Shoppingcenter gegen Innenstadt: Fall für Wettbewerbshüter

Geschäfte verlassen die Innenstadt in Richtung Shoppingmall
In Niederösterreich wurde eine Drogeriekette von Shoppingmall per Vertrag gezwungen, ihre Innenstadt-Filiale zu schließen.

Der Wettbewerb zwischen den großen Shoppingcentern und dem Handelsangebot der Innenstädte wird mit immer härteren Bandagen geführt. In einem Präzedenzfall wird der ausufernde Konkurrenzkampf nun sogar ein Fall für die Bundeswettbewerbsbehörde. In Wiener Neustadt hat das Shoppingcenter Merkur City eine Drogeriekette mittels einer Vertragsklausel dazu gezwungen, bis Jahresende ihren Standort in der Innenstadt zu schließen – noch dazu in einer Fußgängerzone, die gerade um drei Millionen Euro aus öffentlichen Mitteln generalsaniert wurde.

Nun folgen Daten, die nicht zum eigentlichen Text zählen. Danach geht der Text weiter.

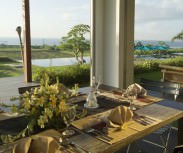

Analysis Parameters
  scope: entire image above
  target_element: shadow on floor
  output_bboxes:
[116,128,177,153]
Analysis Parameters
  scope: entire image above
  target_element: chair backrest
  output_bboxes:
[173,145,183,153]
[140,78,182,100]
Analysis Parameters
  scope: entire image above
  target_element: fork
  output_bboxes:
[86,128,113,141]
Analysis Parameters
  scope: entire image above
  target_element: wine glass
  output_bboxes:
[127,91,137,111]
[61,106,76,136]
[92,76,101,94]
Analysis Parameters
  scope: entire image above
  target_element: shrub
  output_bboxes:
[33,64,90,86]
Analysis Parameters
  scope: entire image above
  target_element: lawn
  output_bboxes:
[134,71,162,83]
[0,47,90,60]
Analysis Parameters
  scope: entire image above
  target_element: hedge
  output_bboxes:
[33,57,183,86]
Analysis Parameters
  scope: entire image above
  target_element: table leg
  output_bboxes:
[178,118,183,145]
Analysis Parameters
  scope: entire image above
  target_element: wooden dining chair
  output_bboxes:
[140,78,180,101]
[137,78,180,153]
[173,145,183,153]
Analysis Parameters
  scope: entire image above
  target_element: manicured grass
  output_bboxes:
[0,64,23,78]
[134,71,162,83]
[0,47,90,60]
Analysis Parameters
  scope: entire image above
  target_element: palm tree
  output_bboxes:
[172,30,183,41]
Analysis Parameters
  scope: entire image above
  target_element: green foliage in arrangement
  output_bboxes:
[0,75,80,144]
[33,64,90,86]
[134,57,183,74]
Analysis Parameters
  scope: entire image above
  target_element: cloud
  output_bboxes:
[62,12,73,21]
[135,0,183,22]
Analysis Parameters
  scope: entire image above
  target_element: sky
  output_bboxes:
[0,0,183,40]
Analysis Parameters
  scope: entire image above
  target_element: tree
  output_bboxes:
[135,41,143,47]
[158,41,170,48]
[60,24,90,64]
[172,30,183,41]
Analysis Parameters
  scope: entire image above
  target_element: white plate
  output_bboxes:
[84,104,99,109]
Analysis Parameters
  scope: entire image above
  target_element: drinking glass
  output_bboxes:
[61,106,76,136]
[92,76,101,94]
[127,91,137,111]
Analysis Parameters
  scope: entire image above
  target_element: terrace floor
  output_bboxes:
[0,76,177,153]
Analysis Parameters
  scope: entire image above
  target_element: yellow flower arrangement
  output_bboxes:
[1,77,78,142]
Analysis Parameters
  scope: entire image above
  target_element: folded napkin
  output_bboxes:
[122,83,147,97]
[107,106,133,129]
[13,135,61,153]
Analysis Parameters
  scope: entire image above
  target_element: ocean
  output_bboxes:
[0,37,183,48]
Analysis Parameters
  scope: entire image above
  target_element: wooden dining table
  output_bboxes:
[66,88,183,153]
[1,88,183,153]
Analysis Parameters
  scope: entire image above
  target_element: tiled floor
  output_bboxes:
[116,128,177,153]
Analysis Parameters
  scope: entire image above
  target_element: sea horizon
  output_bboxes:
[0,37,183,48]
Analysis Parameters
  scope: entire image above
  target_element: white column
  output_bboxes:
[92,0,135,88]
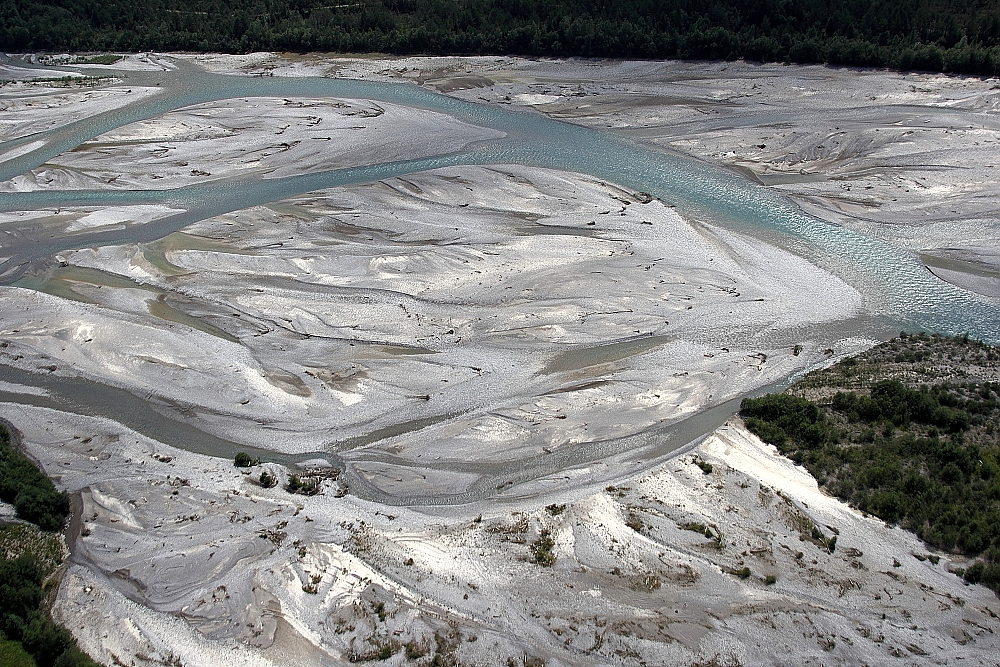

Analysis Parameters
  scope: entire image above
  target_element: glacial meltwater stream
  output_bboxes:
[0,56,1000,502]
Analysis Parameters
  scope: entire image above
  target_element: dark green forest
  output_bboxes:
[0,424,97,667]
[740,335,1000,591]
[0,424,69,530]
[0,0,1000,74]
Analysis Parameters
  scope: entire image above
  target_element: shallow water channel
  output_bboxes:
[0,57,1000,502]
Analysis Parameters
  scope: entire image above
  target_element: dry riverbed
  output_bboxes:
[0,54,1000,666]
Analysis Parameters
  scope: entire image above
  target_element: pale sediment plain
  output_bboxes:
[0,54,1000,665]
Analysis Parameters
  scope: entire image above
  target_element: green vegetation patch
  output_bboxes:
[0,424,69,530]
[0,552,97,667]
[0,0,1000,75]
[740,334,1000,590]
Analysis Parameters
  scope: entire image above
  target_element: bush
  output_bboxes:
[0,425,69,530]
[234,452,260,468]
[740,336,1000,589]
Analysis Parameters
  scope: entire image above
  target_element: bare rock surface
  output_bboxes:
[0,54,1000,666]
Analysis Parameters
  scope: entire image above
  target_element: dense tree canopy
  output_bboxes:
[0,0,1000,74]
[740,337,1000,590]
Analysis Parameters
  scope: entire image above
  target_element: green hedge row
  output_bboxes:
[0,0,1000,74]
[0,424,69,530]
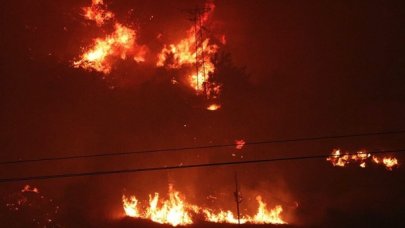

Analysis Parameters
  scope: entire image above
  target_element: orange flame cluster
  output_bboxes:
[73,0,146,74]
[326,149,399,171]
[156,2,221,106]
[21,184,39,193]
[83,0,114,26]
[122,185,286,226]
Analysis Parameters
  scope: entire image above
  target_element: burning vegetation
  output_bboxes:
[73,0,146,74]
[73,0,225,111]
[5,185,62,227]
[122,185,287,226]
[326,149,399,171]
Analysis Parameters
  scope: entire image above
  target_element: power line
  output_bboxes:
[0,149,405,183]
[0,130,405,165]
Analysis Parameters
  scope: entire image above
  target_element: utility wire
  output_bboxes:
[0,130,405,165]
[0,149,405,183]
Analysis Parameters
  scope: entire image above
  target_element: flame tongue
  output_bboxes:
[326,149,399,171]
[73,0,146,74]
[122,185,286,226]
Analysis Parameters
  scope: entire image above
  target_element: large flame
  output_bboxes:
[83,0,114,26]
[156,2,221,103]
[326,149,399,171]
[122,185,286,226]
[73,0,146,74]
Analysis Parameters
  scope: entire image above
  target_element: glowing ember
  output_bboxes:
[73,0,147,74]
[122,195,139,217]
[122,185,286,226]
[156,2,220,98]
[235,139,246,150]
[207,104,221,111]
[326,149,398,171]
[2,185,62,227]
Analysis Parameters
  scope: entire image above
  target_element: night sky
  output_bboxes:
[0,0,405,227]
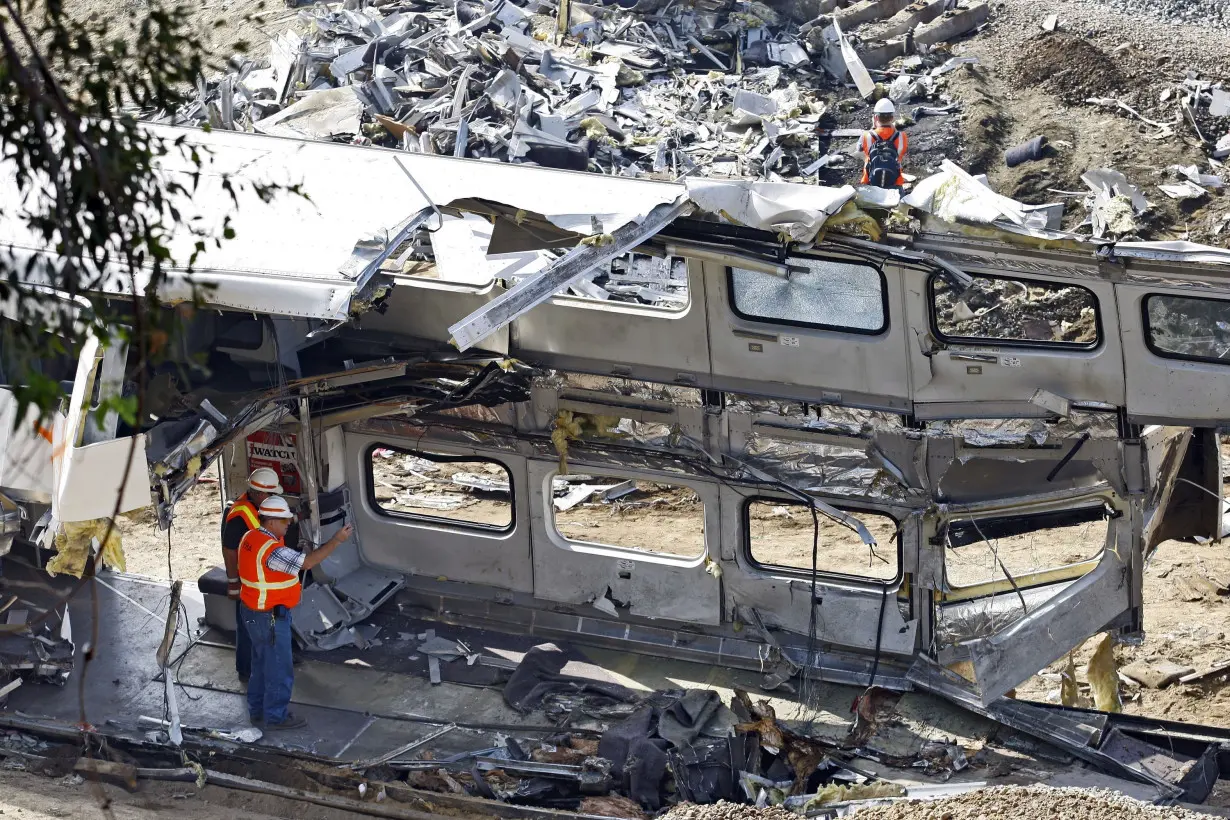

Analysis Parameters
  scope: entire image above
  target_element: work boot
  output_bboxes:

Die Stadtregierung und ÖVP-Bürgermeister Klaus Schneeberger wertet die Machenschaften als „feindlichen Angriff“ und einen „Versuch, die Innenstadt ausbluten zu lassen“. Die deutsche Drogeriekette Müller betreibt in Wiener Neustadt zwei Standorte. Einen in Innenstadt-Bestlage und den zweiten in der Shoppingmall Merkur City der milliardenschweren deutschen Investgruppe „KGAL“.

Müller WN

Drei Stockwerke

Weil Müller aus wirtschaftlichen Gründen die Innenstadt-Filiale auf drei Stockwerken aufgeben wollte, schaltete sich die Stadt zur Rettung der 70 Arbeitsplätze in die Causa ein, verhandelte eine Mietpreisreduktion und gab eine Ausfallshaftung. Ein Sideletter im Mietvertrag der Merkur City machte den Deal jedoch in letzter Sekunde zunichte. „Müller musste sich verpflichten, seinen Innenstadt-Standort zugunsten der Filiale im Shoppingcenter bis Jahresende zu schließen. Dieser Knebelvertrag lässt die Innenstadt ausbluten. Wir sind fassungslos“, erklärt Schneeberger.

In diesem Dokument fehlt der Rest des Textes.